Kapolres Metro Bekasi Kota Kombes Pol Kusumo Wahyu Bintoro SH SIK MH membeberkan hasil operasi saat konferensi pers di Lobby Mapolres, Selasa 23/6/2026. Jajaran Polsek Bantargebang di bawah Panit Narkoba Toto Ilham dan Andika dari Sat Narkoba turut hadir membawa barang bukti obat daftar golongan G hasil penggerebekan toko obat COD.
“Dari 102 kasus, 78 kasus narkotika dan 24 kasus obat keras berbahaya tanpa izin,” ujar Kapolres.
Barang Bukti & Jeratan Hukum
Polisi amankan 121 tersangka, 119 laki-laki dan 2 perempuan. Barang bukti: ganja 156,29 gram, sabu 2.329 gram, ekstasi 5 gram, tembakau sintetis 53,26 gram, serta obat keras 52.740 butir.

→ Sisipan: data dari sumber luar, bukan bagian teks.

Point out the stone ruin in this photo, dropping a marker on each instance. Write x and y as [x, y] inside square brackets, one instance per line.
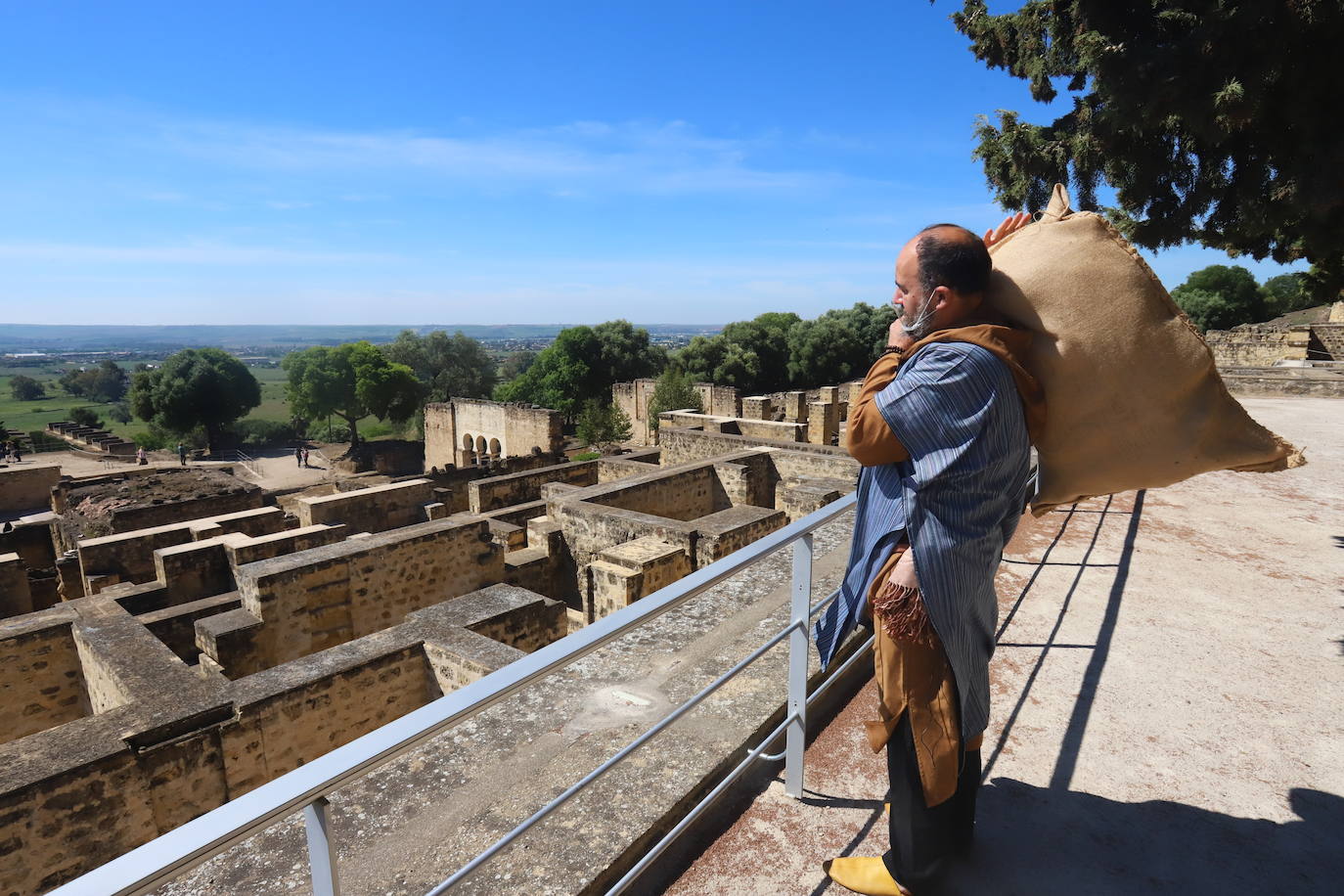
[203, 645]
[815, 417]
[1282, 359]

Pelaku obat keras dijerat UU 17/2023 tentang Kesehatan Pasal 435-436. Tersangka narkotika dijerat UU 35/2009 Pasal 112 dan 114.
Modus COD Toko Tutup :
Kapolres menyebut modus yang marak dipakai pengedar obat keras adalah COD toko tutup. Pembeli pesan, lalu barang diserahkan saat toko dalam keadaan tutup untuk menghindari pengawasan.
Wilayah rawan: Rawalumbu, Bantargebang, Jatiasih, Jatisampurna, dan Bekasi Selatan.
“Kami minta masyarakat aktif melapor jika temukan toko/pihak jual obat tanpa izin. Setiap laporan kami tindak lanjuti dan tindak tegas pelakunya,” tegas Kusumo.
Polres Metro Bekasi Kota berkomitmen terus menindak peredaran narkoba dan obat berbahaya demi keamanan serta kesehatan warga Kota Bekasi.